The standard advice for organizing important documents is to buy a filing cabinet, label some folders, and scan everything into a cloud drive. It's sensible advice. Almost no one follows it.
Here's a more realistic approach, one that captures the information that actually matters without requiring you to become an archivist.
The real goal: references, not documents
Most people conflate two different problems. The first is storage: where do the actual documents live? The second is reference: when something happens, do the right people know what they need to know?
A filing cabinet solves the storage problem. It does not solve the reference problem. Your family could have access to a perfectly organized filing cabinet and still spend days trying to understand which insurance policy is active, which attorney holds the will, or which bank account to close first.
The reference problem is what kills people during probate and emergencies. That's what we're solving here.
What belongs where
In a life admin system (digital or physical): the information someone would need to act on your behalf. Doctor's name, insurer contact, account types (not numbers), location of key documents, emergency contacts. This should be written in plain English and accessible to someone who knows nothing about your life.
In a password manager: actual login credentials, account numbers, anything sensitive that changes frequently. This is not the same as a life admin system; a password manager is a security tool, not a communication tool. If your family can't get into your password manager, they've gained nothing.
In physical storage (safe, filing cabinet, attorney’s office): original documents you can't replace. Will, birth certificate, passport, property deeds, marriage certificate. The goal here is to not lose them, not to make them accessible day-to-day.
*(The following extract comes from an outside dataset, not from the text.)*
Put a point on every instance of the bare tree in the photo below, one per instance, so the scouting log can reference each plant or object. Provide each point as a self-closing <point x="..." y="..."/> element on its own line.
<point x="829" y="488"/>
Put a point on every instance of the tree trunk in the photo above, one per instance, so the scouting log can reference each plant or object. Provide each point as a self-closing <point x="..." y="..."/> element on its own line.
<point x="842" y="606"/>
A well-organized life admin system points to the other two. “My will is held by [attorney name], their number is [X].” “My password manager is [name], and my most important accounts are [email, banking, investment platform].”
Section by section
Medical: Primary care doctor name and number, current medications and doses, known allergies, health insurance card details. If you have a chronic condition, the specialist who manages it and what the condition is.
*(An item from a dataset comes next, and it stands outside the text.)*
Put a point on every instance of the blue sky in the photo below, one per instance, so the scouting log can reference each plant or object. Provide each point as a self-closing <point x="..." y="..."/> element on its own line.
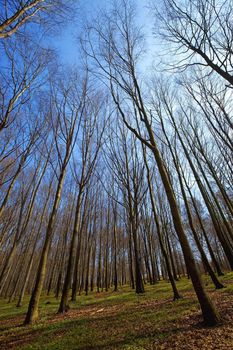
<point x="66" y="42"/>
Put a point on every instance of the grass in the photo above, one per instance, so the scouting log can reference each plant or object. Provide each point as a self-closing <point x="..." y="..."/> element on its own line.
<point x="108" y="320"/>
Finance: List your banks (not account numbers), what each account is for, and who your financial advisor is if you have one. Include any regular direct debits that would need to be canceled: gym membership, subscriptions, utilities.
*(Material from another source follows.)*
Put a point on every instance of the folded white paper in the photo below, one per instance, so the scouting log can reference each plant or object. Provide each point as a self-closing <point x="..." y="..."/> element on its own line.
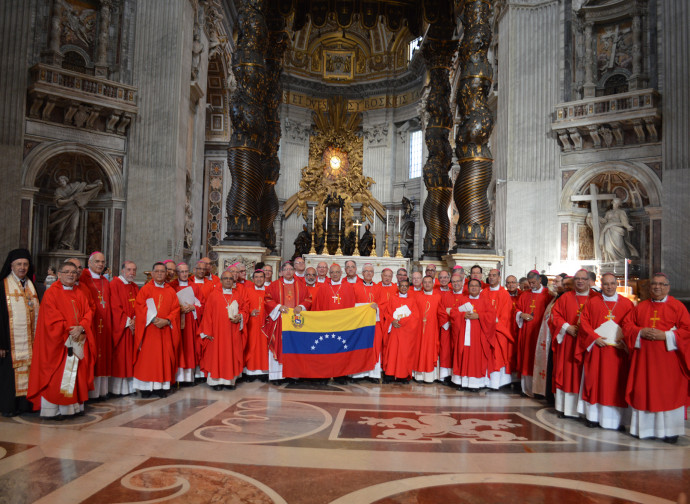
<point x="609" y="331"/>
<point x="401" y="312"/>
<point x="151" y="310"/>
<point x="233" y="309"/>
Legal: Where your will is stored, who the executor is, whether you have a power of attorney and who it names, any advance healthcare directive. If you have an attorney, their name and contact details.
Property and home: Your mortgage provider if applicable, home and contents insurance details, utility providers. Alarm code if relevant. Car insurance and registration details.
Digital: Your primary email address, which password manager you use, any accounts that someone might need to access or close (social media, investment platforms, subscriptions).
People: Emergency contacts. Anyone who depends on you: children, elderly relatives, pets. Who should be notified if something happens.
Common mistakes
Storing too much. People try to scan and file every document they've ever received. This creates noise. Focus on the things that require action, not receipts, not old statements, not correspondence that's already been resolved.
Forgetting to update it. Your doctor changes. Your insurance renews. You open a new account. A life admin system that was accurate two years ago may actively mislead someone today. Review it once a year; it takes 20 minutes.
Not sharing it with anyone. This is the most common mistake. A perfectly organized system that no one else knows how to access is useless in an emergency. The whole point is that someone else can use it.
You don't need to share everything with everyone. You just need one person who knows where to look and has permission to access it if needed. That might be a partner, an adult child, a sibling, or a close friend.
How long does it actually take?
The medical section takes about 15 minutes if you don't have to look anything up, 30 if you do. Finance and legal take another 20 minutes each. The rest is another 30 minutes. Start to finish, the whole thing is under two hours for most people, and most of that time is thinking, not writing.
The hardest part is starting. Once you've done one section, the others follow quickly.